Apple Computer is predicting that rivals will mimic Mac OS X Tiger, but one developer says it's the new Mac operating system that is doing the copying.
Arlo Rose is outraged at the similarity of Apple's Dashboard, previewed earlier Monday by Apple CEO Steve Jobs, to his Konfabulator, a $25 Macintosh program. Both programs allow easy access to small programs called Widgets, which can perform a number of useful little tasks.
"It's insulting, is what it is," Rose said in a telephone interview. "They could have at least offered to work with us or to buy it."
Apple, for its part, maintains that Dashboard is the company's own creation, noting that Widgets have long been a part of Mac OS X and the NextStep OS.
"The goal isn't to be like anything else," Apple Senior Vice President Phil Schiller said in an interview. "It's not his stuff.
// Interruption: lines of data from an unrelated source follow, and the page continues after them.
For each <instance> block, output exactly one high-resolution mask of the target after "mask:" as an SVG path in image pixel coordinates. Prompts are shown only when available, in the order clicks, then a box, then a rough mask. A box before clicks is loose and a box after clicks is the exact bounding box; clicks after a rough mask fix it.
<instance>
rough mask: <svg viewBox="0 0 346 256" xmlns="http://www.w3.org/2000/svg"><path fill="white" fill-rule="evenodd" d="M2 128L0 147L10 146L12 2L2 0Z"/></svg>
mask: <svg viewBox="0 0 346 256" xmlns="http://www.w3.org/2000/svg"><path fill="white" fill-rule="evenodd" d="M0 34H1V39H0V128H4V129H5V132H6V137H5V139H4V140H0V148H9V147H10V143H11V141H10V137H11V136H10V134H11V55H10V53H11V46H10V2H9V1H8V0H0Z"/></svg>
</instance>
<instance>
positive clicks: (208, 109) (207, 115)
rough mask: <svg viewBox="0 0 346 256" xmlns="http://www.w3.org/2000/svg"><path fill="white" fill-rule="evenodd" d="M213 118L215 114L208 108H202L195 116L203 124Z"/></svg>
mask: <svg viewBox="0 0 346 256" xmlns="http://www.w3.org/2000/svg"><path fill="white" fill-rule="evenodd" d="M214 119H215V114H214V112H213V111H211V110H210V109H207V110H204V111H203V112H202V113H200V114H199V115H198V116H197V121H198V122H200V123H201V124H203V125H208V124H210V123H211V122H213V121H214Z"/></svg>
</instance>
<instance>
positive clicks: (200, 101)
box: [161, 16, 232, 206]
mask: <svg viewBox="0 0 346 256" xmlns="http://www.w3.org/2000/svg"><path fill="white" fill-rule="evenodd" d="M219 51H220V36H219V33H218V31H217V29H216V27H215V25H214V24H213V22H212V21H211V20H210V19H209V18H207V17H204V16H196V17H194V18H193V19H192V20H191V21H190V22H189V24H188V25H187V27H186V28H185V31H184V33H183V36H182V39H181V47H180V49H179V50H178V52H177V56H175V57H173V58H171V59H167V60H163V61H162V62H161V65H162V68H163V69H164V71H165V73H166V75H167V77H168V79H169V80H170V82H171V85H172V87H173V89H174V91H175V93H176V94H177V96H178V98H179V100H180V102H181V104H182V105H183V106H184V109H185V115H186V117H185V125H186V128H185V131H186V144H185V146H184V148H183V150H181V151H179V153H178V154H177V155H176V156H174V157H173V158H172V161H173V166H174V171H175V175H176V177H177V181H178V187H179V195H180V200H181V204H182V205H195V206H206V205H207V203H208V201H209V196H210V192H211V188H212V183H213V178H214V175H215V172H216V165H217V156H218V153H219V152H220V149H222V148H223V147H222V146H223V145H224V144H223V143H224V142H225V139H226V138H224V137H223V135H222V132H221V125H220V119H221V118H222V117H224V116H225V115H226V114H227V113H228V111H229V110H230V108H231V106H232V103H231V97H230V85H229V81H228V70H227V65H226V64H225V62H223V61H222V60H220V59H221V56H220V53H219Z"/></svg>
What we've done is ours."
Rose and co-creator Perry Clarke released Konfabulator in February 2003. "There really wasn't anything like it when we came out." Now, Rose said, a number of copycat programs are on the market.
By treading closely on outside developers, Rose said, Apple risks killing the incentive to write Mac software. "Why should developers want to work on their platform?"
The controversy comes as Apple is itself showing a series of posters
at the conference here that assume Microsoft, based in Redmond, Wash., will copy Apple's features for Longhorn, the next version of Windows. Slogans include "Redmond, start your photocopiers."
It is not the first time Mac OS X has stepped on what some see as other's turf. Apple, based in Cupertino, Calif., previously expanded its Sherlock search tool to add features such as movie times and yellow pages in a format that closely paralleled a third-party tool called Watson.
Rose is trying to make the best of the situation, taking advantage of the fact that Tiger won't ship until next year.
"Cupertino: Start your photocopiers," reads a newly erected Konfabulator home page. It also asks, "Why wait until the first half of 2005, when you can get the original Dashboard now?"
In the long run, though, Rose knows that he will have a tough time competing with something that is a built-in feature of the operating system.
"We're either going to have to move to another platform or work on some other project."